First, it can be used to generate an electrical stimulus just
before seizure onset in order to prevent a seizure from occurring.
This is more useful than seizure detection, which relies on
detecting the onset of a seizure, and thus there is a delay
between seizure onset and abortion of a seizure through electrical
stimulation. Second, anti-convulsant drugs can be slow acting (on
the time scale of minutes), thus if a seizure prediction method
could predict an event minutes in advance, it could activate a
drug delivery system to diffuse a drug into the seizure region of
the brain and prevent a seizure from occurring. Third, if a
seizure can be predicted minutes in advance the patient could be
warned and they can move themselves to safety. Fourth, patients
often undergo brain scans to determine the focus of epileptic
seizures for the purposes of surgical removal of the epileptic
region, these scans require injection of a radioactively labeled
marker used to indicate the focus. If a doctor could be warned
about a seizure a few minutes in advance they could inject the
marker at the right time to determine the seizure focus more
accurately.
Current seizure prediction algorithms analyse the electrical
signals recorded from the brain using methods similar to seizure
detection. These algorithms draw on techniques from signal
processing, non-linear dynamical systems theory, and machine
learning. Instead of providing a seizure onset signal within
milliseconds after the actual seizure onset, as is done by
detection algorithms, prediction algorithms try to predict
seizures on time scales of seconds, minutes, and even hours before
seizures, depending on the algorithm.
Our group is seeking students to both develop new seizure
prediction algorithms, and implement other methods from the
literature, that can be compared with algorithms that will be
developed by our group.

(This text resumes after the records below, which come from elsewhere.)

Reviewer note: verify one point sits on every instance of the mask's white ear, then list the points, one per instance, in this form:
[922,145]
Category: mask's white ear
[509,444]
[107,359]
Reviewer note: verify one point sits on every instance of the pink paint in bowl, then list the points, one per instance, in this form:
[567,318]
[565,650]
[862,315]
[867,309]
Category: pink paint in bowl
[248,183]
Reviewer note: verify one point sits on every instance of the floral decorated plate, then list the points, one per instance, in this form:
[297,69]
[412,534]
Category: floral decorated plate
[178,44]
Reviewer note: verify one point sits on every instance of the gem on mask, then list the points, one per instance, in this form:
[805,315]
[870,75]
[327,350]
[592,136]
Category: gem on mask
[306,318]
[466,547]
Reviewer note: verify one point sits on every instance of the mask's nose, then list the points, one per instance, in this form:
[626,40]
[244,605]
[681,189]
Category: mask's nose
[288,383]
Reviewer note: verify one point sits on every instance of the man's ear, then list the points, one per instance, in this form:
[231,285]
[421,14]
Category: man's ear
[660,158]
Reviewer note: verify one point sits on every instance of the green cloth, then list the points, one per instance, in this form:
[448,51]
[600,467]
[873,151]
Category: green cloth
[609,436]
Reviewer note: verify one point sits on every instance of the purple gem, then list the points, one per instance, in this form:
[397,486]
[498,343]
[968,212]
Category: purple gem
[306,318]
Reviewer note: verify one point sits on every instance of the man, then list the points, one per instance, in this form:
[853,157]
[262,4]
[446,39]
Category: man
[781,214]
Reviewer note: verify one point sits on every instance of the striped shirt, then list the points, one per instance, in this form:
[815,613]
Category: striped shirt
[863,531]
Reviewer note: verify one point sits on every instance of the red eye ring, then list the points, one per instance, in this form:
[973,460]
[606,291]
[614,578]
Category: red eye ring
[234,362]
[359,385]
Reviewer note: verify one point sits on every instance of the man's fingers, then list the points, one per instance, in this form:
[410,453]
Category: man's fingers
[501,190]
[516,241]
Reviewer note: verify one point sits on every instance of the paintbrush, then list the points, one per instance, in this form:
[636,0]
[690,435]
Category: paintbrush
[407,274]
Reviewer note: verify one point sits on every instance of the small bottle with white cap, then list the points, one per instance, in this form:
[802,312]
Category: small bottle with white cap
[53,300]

We have a primary interest in methods
based on signal processing and non-linear dynamical systems
theory, since they are usually simpler and easier to implement in
an implantable device. However, we are also interested in looking
at machine learning based methods in order to determine the
performance of different seizure prediction algorithms. In the
long term, our group aims to use seizure prediction algorithms as
part of an implanted device used to prevent seizures.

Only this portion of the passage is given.